DEV Community

Discussion on: Why regular expression is a hot topic and why is it hard?

Collapse
 
ahferroin7 profile image
Austin S. Hemmelgarn

Regular expressions are, in essence, a pattern matching language specifically for finding stuff in textual data. They get used all the time in a wide variety of programming situations because they're generally fast (if implemented correctly in the underlying language) and a lot more flexible than manually prefix or suffix matching and splitting strings.

There are a couple of things that make them challenging:

  • There is no one standard syntax for regular expressions. Different programming languages often use different regular expression engines, many of which look very similar in terms of syntax.
  • They usually involve a large number of meta-characters (that is, characters that aren't interpreted literally).

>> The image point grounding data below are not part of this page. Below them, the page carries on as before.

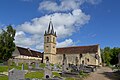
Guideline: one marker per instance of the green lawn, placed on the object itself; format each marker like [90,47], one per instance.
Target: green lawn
[56,74]
[38,75]
[5,68]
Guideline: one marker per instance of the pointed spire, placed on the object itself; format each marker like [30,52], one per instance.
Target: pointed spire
[50,29]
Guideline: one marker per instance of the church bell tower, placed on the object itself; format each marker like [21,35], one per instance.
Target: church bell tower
[50,44]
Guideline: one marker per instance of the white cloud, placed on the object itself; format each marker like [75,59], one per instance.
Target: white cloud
[64,5]
[32,33]
[66,43]
[93,1]
[64,23]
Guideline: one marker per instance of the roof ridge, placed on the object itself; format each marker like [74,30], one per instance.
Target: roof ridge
[79,46]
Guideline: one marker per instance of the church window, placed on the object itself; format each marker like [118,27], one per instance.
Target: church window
[47,39]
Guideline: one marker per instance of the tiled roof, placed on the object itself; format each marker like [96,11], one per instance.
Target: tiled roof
[29,52]
[78,49]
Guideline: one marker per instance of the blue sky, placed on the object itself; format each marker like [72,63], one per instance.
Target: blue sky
[77,22]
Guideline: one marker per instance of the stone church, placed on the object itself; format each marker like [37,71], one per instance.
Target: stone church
[89,55]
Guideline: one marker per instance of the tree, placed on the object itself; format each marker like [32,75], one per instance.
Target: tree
[7,45]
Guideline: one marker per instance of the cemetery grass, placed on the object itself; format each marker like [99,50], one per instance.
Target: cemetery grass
[38,75]
[5,67]
[3,77]
[56,74]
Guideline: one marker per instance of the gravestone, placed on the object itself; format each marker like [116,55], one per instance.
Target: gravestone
[47,73]
[14,74]
[55,67]
[22,67]
[119,59]
[30,66]
[36,65]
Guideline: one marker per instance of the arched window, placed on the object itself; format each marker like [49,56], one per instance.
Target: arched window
[47,39]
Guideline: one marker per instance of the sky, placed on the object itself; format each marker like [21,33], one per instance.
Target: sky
[77,22]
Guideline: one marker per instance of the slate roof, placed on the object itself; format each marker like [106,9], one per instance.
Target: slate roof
[29,52]
[78,49]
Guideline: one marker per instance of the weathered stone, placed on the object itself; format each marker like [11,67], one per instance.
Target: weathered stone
[16,74]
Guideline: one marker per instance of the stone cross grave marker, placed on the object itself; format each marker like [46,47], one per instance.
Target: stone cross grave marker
[119,59]
[22,67]
[64,65]
[37,65]
[14,74]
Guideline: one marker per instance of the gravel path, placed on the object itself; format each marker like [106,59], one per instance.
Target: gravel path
[103,73]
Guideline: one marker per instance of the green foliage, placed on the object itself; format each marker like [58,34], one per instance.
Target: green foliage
[3,77]
[7,45]
[110,55]
[38,75]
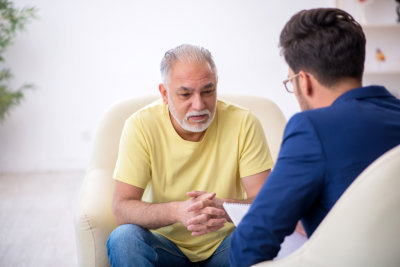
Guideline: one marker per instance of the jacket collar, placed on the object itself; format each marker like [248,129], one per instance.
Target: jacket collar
[364,92]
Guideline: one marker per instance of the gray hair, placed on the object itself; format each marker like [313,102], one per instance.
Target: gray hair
[184,53]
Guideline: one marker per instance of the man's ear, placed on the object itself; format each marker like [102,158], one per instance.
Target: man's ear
[305,84]
[163,92]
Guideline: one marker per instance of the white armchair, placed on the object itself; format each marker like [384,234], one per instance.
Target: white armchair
[363,228]
[94,220]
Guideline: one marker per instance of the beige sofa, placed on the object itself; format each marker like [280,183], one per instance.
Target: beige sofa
[93,218]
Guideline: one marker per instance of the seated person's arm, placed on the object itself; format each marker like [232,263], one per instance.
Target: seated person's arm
[206,221]
[128,208]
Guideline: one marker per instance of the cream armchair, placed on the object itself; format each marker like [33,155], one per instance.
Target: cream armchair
[363,228]
[94,220]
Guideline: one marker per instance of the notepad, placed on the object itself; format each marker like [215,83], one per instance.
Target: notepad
[236,211]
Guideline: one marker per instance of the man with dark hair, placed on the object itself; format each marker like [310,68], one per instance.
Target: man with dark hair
[343,128]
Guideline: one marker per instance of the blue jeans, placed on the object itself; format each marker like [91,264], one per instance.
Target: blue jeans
[132,245]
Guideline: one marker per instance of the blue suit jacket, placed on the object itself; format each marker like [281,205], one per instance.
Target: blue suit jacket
[322,152]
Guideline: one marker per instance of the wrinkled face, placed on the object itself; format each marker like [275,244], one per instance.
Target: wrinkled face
[192,96]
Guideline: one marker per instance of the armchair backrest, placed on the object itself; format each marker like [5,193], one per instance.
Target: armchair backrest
[363,228]
[94,220]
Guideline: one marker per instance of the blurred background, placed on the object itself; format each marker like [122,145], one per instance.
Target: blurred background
[84,55]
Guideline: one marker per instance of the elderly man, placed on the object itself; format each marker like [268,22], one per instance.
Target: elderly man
[194,152]
[342,129]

This is part of what makes them so powerful, as it means that you can concisely express rather complicated matching requirements, but it also makes them hard for many people to read.
  • Because of how they work, it's entirely possible that you end up with a regular expression that doesn't exactly reflect what you're trying to match (that is, it may end up with false positives or false negatives).

Some quick examples, in multiple formats (shown as they're most likely to be seen in that context):

Basic match for email addresses (lots of false positives and a few false negatives because email addresses are complicated):

  • vim (used by some other tools): /\S\+@\S\+/
  • Python: re.compile("\\S+@\\S+")
  • JavaScript: /\S+@\S/
  • PCRE (used by Perl and a lot of other software, often with custom extensions): /\S+@\S+/ or "\\S+@\\S" depending on the implementation.
  • POSIX BRE (used for example by grep): [^[:space:]]\+@[^[:space:]]\+

Match only the last word of every line/string (by matching on word boundaries and the end of the line/string):

  • vim: /\<.\{-1,}\>$/
  • Python: re.compile("\\b.+?$")
  • JavaScript: /\b.+?$/
  • PCRE: /\b.+?$/ or "\\b.+?$"
  • POSIX BRE: Can't be done (POSIX regular expressions don't support non-greedy matching, so the closest you can get is matching everything after the first word boundary to the end of the line/string).

You can find a cheatsheet for the more common syntaxes here, and info for JS here.